We all agree that in recent years, AI has taken the world by storm. With tools like ChatGPT and platforms developed by OpenAI leading the charge — AI is being used in many industries to make work easier, provide helpful insights, and boost productivity. According to The State of AI 2023 by McKinsey, AI adoption has increased by over 60% in the past year alone, with businesses using AI to stay ahead and innovate!
Given how AI is making a significant impact across industries, it makes sense to ask — why not use AI in managing Kubernetes?
Kubernetes is one of the most widely adopted open-source container orchestration platforms. Its powerful features make it a top choice for automating the deployment, scaling, and management of containerized applications. However, as Kubernetes environments grow larger, they can become complex and difficult to manage. Troubleshooting issues at scale can be particularly challenging.
This is where AI can make a big difference! By adding AI to the Kubernetes workflow, we can make the management process smarter and more efficient. AI can help diagnose and resolve issues quickly, automate routine tasks, and provide insights that enhance decision-making.
Building upon this narrative, in this blog we’ll explore k8sGPT — a powerful tool that brings the capabilities of AI to change the way you manage Kubernetes, making it easier to solve problems, make decisions, and keep things running smoothly.
Introducing K8sGPT - Kubernetes Troubleshooting with AI #
K8sGPT is a tool for scanning your kubernetes clusters, diagnosing and triaging issues in simple english. It has SRE experience codified into its analyzers and helps to pull out the most relevant information to enrich it with AI.
K8sGPT is a CNCF sandbox project designed to simplify Kubernetes management using AI and natural language processing. It integrates with various AI backends, such as OpenAI, Azure OpenAI, and Google Gemini, to provide clear and actionable insights into your Kubernetes environment. These insights are presented in a user-friendly format, making them easy to understand and act upon.

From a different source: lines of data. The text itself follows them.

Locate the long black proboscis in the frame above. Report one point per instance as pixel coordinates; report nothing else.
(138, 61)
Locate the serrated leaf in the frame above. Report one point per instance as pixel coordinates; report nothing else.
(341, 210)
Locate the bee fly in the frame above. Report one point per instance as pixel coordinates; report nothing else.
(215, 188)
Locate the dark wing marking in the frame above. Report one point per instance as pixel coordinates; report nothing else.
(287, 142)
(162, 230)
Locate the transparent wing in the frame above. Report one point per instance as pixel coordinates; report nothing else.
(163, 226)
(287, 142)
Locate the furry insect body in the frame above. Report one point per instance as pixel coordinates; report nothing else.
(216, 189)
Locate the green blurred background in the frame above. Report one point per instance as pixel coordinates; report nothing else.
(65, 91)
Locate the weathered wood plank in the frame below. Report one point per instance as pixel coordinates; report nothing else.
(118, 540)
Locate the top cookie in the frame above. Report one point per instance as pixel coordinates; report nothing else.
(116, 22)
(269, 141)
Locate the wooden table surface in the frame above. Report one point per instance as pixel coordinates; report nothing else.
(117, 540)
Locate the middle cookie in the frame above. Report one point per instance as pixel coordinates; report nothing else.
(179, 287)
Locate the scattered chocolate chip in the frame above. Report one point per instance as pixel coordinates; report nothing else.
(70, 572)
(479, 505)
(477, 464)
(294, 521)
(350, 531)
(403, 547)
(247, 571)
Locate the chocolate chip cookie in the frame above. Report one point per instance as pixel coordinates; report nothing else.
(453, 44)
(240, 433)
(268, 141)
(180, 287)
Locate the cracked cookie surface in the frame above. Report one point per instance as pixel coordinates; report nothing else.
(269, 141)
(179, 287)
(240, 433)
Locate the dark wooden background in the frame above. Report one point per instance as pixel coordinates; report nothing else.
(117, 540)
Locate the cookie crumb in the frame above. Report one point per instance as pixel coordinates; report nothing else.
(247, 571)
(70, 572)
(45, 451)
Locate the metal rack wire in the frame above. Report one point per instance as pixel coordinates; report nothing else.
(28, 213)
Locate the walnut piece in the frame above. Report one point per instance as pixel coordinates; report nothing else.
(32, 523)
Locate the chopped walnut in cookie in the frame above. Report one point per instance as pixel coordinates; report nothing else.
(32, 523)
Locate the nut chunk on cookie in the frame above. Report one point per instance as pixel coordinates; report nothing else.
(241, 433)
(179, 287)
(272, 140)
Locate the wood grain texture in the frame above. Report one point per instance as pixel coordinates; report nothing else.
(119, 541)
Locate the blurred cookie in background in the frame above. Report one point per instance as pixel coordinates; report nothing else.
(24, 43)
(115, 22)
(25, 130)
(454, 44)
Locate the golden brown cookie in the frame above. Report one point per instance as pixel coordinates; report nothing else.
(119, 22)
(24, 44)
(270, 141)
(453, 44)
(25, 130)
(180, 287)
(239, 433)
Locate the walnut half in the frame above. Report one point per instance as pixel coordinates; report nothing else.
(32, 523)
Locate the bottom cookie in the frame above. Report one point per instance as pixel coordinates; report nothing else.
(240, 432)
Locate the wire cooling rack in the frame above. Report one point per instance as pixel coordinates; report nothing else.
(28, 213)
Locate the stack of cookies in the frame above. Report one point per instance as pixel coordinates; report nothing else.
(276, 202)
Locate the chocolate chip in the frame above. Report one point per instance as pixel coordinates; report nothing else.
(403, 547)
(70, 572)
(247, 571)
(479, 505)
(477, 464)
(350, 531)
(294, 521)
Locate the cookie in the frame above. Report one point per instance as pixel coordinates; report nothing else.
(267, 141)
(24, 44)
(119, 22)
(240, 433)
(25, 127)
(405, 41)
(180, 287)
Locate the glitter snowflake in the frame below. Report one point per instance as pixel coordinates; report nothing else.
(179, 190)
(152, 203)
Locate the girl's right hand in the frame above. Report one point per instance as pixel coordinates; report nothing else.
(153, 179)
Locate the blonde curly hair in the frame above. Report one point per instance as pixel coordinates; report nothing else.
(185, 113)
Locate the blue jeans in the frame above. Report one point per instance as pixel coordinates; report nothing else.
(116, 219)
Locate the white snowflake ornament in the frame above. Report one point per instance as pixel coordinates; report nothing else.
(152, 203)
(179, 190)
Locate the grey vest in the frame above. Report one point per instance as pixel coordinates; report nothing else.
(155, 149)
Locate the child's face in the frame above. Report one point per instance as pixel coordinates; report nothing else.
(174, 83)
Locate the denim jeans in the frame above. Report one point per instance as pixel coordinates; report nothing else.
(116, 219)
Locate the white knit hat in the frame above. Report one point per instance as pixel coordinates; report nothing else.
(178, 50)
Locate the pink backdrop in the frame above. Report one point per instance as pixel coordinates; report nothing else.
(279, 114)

Some of its key features include:
Cluster Scanning - Automatically checks your Kubernetes clusters to find any issues.
Issue Diagnosis - Quickly identifies problems and explains them in simple language.
Actionable Advice - Gives practical tips on how to fix issues.
Anonymization - Protects sensitive data by hiding it during analysis.
Extensibility - Allows you to add custom analyzers to meet your specific needs.
These features make K8sGPT a valuable tool for anyone managing Kubernetes environments. It helps you find and fix problems faster, automate routine tasks, and make better decisions. In the next sections, we'll see how these features work through practical demos and real-world examples.
In the upcoming sections where we discuss different functionalities of K8sGPT, we’ll mainly focus on using the CLI.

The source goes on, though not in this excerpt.